The perimeter of a rectangle can be thought of as the distance all the way around the outside of the rectangle. It is commonly calculated using the formula:

• Perimeter (\(P\)) = \(2l + 2w\)

where \(l\) is the length and \(w\) is the width of the rectangle. In our exercise, the perimeter is fixed at 64 cm. This constraint helps us find the possible dimensions of the rectangle.

Once you know the perimeter, figuring out how length and width relate is crucial. By simplifying: \(l + w = 32\). This represents the total length you have to distribute between length and width to form the rectangle.

Each different set of \(l\) and \(w\) pair that satisfies \(l + w = 32\) will form a rectangle with a perimeter of 64 cm. But, to maximize area, it's important to choose the optimal values of \(l\) and \(w\).

The goal is to maximize the area of a rectangle, which can be an exciting challenge in calculus. The area, \(A\), is given by the product of its length and width:

• Area (\(A\)) = \(lw\)

Area maximization in this context involves finding dimensions that yield the largest possible area while keeping the perimeter constant.

With the perimeter equation \(l + w = 32\) solved for \(w\), we get \(w = 32 - l\). Thus, the area equation becomes: \(A = l(32 - l)\). Expanding this gives a quadratic:

• \(A = 32l - l^2\)

The aim now is to find the peak of this quadratic, which tells us the maximum area the rectangle can enclose.

Interestingly, when \(l = w\), meaning the rectangle becomes a square, the area is maximized under a fixed perimeter.
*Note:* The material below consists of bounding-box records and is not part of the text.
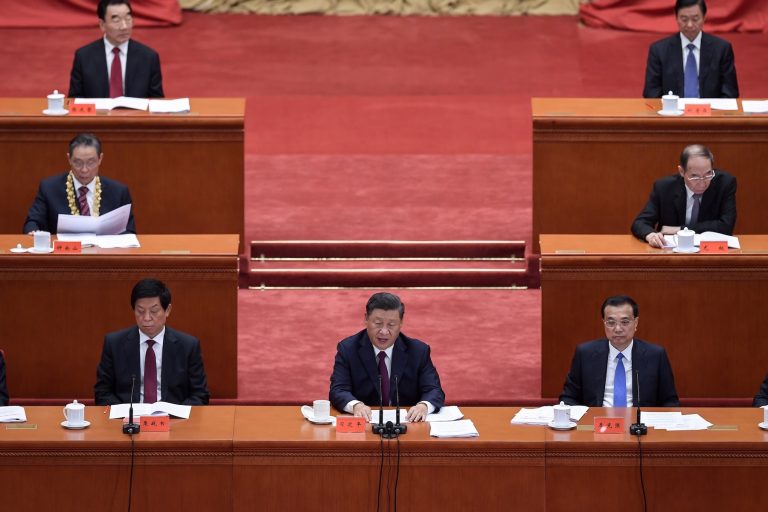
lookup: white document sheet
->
[741,100,768,114]
[58,204,131,235]
[109,402,192,420]
[664,231,741,249]
[677,98,739,110]
[149,98,190,114]
[0,405,27,423]
[429,420,480,437]
[56,233,141,249]
[512,405,589,425]
[427,405,464,421]
[75,96,149,110]
[369,409,408,423]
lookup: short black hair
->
[675,0,707,16]
[365,292,405,320]
[69,133,101,155]
[680,144,715,171]
[96,0,133,21]
[131,279,171,310]
[600,295,640,318]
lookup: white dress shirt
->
[139,327,165,403]
[603,340,635,407]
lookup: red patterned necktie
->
[109,46,123,98]
[77,187,91,215]
[144,340,157,404]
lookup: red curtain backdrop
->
[0,0,181,28]
[580,0,768,33]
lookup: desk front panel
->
[541,235,768,398]
[0,235,238,399]
[532,98,768,249]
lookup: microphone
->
[392,375,408,436]
[123,374,141,435]
[371,374,384,437]
[629,370,648,436]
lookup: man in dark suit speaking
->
[632,144,736,247]
[560,295,680,407]
[330,293,445,421]
[643,0,739,98]
[69,0,164,98]
[94,279,210,405]
[22,133,136,233]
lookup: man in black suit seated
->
[643,0,739,98]
[94,279,210,405]
[632,144,736,247]
[69,0,164,98]
[560,295,680,407]
[22,133,136,233]
[330,293,445,421]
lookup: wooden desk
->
[0,98,245,246]
[234,407,545,511]
[532,98,768,251]
[0,407,235,512]
[544,408,768,512]
[540,235,768,398]
[0,235,238,400]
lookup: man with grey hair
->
[632,144,736,247]
[329,292,445,421]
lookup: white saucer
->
[656,110,685,117]
[61,420,91,430]
[547,421,576,430]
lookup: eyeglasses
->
[685,169,715,183]
[69,158,99,170]
[603,318,635,329]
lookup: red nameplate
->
[69,101,96,116]
[139,414,171,432]
[699,240,728,254]
[595,416,625,434]
[53,240,83,254]
[336,416,368,433]
[685,103,712,117]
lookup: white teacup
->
[661,91,680,112]
[64,400,85,427]
[675,228,696,252]
[554,402,571,427]
[32,231,51,252]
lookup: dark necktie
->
[690,194,701,225]
[77,187,91,215]
[379,351,389,405]
[144,340,157,404]
[109,46,123,98]
[683,43,699,98]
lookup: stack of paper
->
[0,405,27,423]
[429,420,480,437]
[640,411,712,430]
[512,405,589,425]
[109,402,192,420]
[427,405,464,421]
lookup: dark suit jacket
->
[22,172,136,233]
[632,171,736,240]
[643,33,739,98]
[752,375,768,407]
[0,354,8,407]
[329,329,445,411]
[94,326,210,405]
[560,338,680,407]
[69,38,164,98]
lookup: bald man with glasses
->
[632,144,736,247]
For our given problem, \(l = w = 16\) cm results in an area of \(256\) cm².

The derivative in calculus plays a vital role in optimizing functions, such as the area of a rectangle. It is a mathematical tool that helps us find where a function's slope is zero, indicating a potential maximum or minimum.
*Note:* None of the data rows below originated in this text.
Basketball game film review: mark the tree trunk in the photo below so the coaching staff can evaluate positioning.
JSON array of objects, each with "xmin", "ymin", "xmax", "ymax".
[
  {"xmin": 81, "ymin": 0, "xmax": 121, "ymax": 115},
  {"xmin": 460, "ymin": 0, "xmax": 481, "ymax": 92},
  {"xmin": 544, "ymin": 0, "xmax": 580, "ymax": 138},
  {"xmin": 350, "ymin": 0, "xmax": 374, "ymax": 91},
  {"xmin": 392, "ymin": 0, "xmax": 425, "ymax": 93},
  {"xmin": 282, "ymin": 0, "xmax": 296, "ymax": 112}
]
In our area maximization problem, we express the area \(A\) in terms of length \(l\). The expression is \(A = 32l - l^2\). To optimize, we need to find where its derivative equals zero:

• \(A'(l) = 32 - 2l\)

By setting \(A'(l) = 0\), we solve for \(l\) and find \(l = 16\), which indicates the point of maximum area.

This technique is commonly used in calculus to locate features of interest in graphs and solve many types of real-world problems, where optimizing measurable quantities is necessary. In our case, it confirms that setting \(l = w\) yields the maximum possible area for a rectangle under a fixed perimeter.